The speaker found particularly offensive the prayer Conroy offered during the tax cut debate when he prayed that legislators would “guarantee that there are not winners and losers under new tax laws, but benefits balanced and shared by all Americans.”
 
Shortly thereafter, Conroy says, Ryan approached him to say, “Padre, you just got to stay out of politics.”
 
At various times since, however, Conroy has offered prayers that legislators would act with decency and compassion for their fellow human beings. The ideas espoused are classic New Testament fare, notions like …
 
  • helping “the least among us”
  • serving “other people in their need . . . those who work but still struggle to make ends meet”

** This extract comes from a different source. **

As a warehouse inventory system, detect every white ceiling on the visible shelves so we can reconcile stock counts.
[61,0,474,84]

  • being “mindful of those whom they represent who possess little or no power”
  • acting to “fulfill the hopes of those who long for peace and security for their children”
 
Having had enough of all that, Ryan demanded Conroy’s resignation. 
 
“Only in this perverted time could a priest lose his job after committing the sin of crying out for justice for the poor,” writes Dana Milbank, columnist for The Washington Post. “But then, look around: Everywhere are the signs of a rising kleptocracy. The $1.5 billion tax cut did make winners of corporations and the wealthy.”
 
And Paul Ryan? His dismissal of the chaplain shows, as a prosecutor would say, consciousness of guilt.